Polveri di carbone inquinano Taranto. Italcave al centro di un'indagine



Inquinamento: maxisequestro al porto di Taranto

I sigilli ad un’area di stoccaggio di pet-coke per lo spargimento di polveri di carbone nell’atmosfera e in mare. Indagato il direttore tecnico della società concessionaria

Un’area di 20.000 metri quadrati del molo polisettoriale e 40.000 metri cubi di petcoke sono stati sequestrati. A far scattare i sigilli è stata la magistratura a conclusione delle indagini condotte dai Carabinieri della sezione di polizia giudiziaria della Procura della Repubblica e della Polizia Ambientale della Provincia. Su richiesta del sostituto procuratore Antonella Montanaro, il gip Pio Guarna ha firmato il provvedimento di sequestro preventivo che è stato eseguito ieri mattina.
Dall’attività investigativa è emerso che nell’area di stoccaggio all’interno del porto di Taranto, grossi cumuli di carbone di petrolio scaricati dalle navi vengono depositati in attesa di essere prelevati dai mezzi dell’Ilva e di altre aziende.

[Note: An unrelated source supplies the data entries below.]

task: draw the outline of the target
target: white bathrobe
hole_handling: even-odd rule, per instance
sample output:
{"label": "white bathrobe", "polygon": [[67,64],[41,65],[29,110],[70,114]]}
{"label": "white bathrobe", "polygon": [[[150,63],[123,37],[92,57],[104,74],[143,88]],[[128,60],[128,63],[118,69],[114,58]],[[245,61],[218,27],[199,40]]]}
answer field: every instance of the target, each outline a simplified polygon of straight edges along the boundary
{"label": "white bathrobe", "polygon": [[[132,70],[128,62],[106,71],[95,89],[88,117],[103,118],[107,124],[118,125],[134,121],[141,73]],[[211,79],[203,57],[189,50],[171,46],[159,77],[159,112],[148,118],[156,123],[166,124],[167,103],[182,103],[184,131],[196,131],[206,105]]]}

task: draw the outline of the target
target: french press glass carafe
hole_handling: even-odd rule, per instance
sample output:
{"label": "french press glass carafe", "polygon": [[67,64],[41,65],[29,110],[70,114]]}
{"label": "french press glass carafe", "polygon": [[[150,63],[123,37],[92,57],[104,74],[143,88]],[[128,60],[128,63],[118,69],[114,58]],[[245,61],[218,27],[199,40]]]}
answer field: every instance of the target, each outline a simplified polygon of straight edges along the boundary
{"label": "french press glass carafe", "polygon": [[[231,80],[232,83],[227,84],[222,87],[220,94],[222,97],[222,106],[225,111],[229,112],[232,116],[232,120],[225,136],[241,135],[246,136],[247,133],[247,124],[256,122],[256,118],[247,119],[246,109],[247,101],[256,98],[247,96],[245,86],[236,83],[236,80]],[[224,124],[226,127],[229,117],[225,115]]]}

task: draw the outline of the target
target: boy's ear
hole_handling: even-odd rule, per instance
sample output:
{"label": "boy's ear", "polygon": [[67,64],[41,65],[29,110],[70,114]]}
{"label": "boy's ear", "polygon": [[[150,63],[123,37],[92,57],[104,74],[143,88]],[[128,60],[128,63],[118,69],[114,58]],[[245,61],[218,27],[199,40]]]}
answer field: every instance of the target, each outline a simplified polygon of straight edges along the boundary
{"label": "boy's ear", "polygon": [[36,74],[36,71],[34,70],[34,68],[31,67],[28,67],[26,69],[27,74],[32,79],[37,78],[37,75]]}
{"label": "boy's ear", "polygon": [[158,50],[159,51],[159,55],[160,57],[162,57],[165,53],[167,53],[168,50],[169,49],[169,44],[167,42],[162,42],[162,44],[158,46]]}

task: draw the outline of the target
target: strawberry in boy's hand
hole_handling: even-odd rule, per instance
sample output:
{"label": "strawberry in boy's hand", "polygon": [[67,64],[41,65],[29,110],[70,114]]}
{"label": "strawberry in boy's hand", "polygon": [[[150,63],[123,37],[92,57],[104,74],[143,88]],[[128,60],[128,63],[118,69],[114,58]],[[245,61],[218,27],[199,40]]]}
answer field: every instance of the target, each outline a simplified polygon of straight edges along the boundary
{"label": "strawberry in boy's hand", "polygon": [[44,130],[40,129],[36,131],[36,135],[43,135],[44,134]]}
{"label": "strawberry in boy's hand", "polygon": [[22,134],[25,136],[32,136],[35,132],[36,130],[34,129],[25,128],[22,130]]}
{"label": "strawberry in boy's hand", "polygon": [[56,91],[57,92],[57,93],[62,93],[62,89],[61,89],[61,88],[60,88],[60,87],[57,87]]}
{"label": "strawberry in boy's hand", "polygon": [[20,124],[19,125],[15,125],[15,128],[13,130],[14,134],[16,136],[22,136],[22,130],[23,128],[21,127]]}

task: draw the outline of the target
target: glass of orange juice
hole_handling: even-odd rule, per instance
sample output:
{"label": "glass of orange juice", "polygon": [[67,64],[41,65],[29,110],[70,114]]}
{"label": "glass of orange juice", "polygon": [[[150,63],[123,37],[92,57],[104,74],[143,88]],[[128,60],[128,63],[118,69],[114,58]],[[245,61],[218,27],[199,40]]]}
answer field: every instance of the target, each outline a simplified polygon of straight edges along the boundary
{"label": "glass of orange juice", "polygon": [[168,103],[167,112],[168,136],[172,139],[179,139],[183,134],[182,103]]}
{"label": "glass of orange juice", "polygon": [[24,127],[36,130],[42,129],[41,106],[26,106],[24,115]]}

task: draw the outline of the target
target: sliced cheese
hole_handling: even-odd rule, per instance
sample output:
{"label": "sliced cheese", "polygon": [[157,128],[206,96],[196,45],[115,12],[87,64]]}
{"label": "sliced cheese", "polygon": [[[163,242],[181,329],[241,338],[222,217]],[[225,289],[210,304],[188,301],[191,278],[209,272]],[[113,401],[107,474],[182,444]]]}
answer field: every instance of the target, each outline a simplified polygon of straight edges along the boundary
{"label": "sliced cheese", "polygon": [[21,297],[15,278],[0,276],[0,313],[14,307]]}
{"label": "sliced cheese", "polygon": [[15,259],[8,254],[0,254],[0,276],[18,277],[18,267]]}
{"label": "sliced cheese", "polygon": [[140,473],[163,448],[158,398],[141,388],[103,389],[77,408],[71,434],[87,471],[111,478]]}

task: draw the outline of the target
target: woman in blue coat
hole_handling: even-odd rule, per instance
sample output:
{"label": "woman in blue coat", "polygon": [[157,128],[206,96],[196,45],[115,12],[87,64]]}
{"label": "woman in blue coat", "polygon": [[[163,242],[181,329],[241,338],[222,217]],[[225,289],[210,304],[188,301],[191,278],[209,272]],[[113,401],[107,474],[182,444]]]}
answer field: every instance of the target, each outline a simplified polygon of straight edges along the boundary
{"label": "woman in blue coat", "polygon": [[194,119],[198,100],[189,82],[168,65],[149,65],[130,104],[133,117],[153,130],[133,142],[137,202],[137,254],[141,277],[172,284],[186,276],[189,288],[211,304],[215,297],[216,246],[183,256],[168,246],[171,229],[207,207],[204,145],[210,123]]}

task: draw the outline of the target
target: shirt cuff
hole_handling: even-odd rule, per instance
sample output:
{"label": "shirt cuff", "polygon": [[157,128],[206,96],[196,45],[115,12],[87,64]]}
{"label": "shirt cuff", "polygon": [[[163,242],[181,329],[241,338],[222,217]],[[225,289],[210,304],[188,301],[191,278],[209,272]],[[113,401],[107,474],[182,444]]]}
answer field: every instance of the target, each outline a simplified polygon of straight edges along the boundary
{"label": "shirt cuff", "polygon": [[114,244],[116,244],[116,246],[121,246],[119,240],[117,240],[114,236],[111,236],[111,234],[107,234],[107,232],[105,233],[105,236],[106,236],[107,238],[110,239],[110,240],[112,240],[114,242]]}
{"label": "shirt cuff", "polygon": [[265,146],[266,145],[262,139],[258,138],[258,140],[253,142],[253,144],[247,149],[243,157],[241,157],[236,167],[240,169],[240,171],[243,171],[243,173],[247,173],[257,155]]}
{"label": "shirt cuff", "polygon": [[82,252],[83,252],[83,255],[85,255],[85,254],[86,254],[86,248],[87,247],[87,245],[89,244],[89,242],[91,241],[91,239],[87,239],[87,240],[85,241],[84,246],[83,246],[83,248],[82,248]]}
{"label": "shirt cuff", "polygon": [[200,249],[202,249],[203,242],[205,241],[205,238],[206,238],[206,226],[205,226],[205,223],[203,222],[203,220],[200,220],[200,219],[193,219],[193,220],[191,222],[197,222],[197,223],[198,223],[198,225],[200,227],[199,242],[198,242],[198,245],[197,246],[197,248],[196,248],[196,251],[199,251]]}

L’area di stoccaggio è ritenuta sprovvista di accorgimenti sufficienti per evitare la diffusione di polvere nell’atmosfera e in mare. Sempre da quanto riscontrato da militari e agenti, i sistemi di smaltimento delle acque meteoriche mancano oppure risultano inadeguati. Di conseguenza, il vento solleva le polveri spargendole nell’aria e, a seconda della direzione, in alcuni casi le spinge verso la città. Mentre la pioggia, inevitabilmente, lava le montagne di carbone trascinando con sè i residui del materiale; un fiume di acqua nera che finisce in Mar Grande. Sono state queste le contestazioni degli inquirenti che il giudice per le indagini preliminari Guarna ha ritenuto sufficienti per far scattare il provvedimento. Ma non sono scattati soltanto i sigilli. Nell’inchiesta figura anche un indagato, si tratta del direttore tecnico della società che gestisce l’area in concessione, l’Italcave, considerato responsabile del coordinamento dei lavori di carico e scarico del pet-coke sul molo polisettoriale. Gli inquirenti hanno contestato l’immissione sul suolo e nelle acque marine di acque meteoriche di dilavamento in assenza dell’autorizzazione prevista dal decreto n. 282 del 21 novembre 2003 del commissario delegato per l’emergenza ambientale in Puglia e di “getto di cosa pericolosa”. Reato, quest’ultimo, che, secondo le accuse ipotizzate, nella fattispecie si concretizza nell’immissione nell’atmosfera e nell’ambiente circostante delle acque meteoriche contaminate da polveri di carbone e da altre sostanze movimentate nell’area in questione. Quella finita sotto la lente di ingrandimento dell’autorità giudiziaria è una vicenda molto simile a quella dei parchi minerali dell’Ilva per il tipo di immissioni riscontrate nel corso delle indagini. Infatti, anche in quella circostanza, è stata contestata la dispersione nell’atmosfera di polveri di minerali.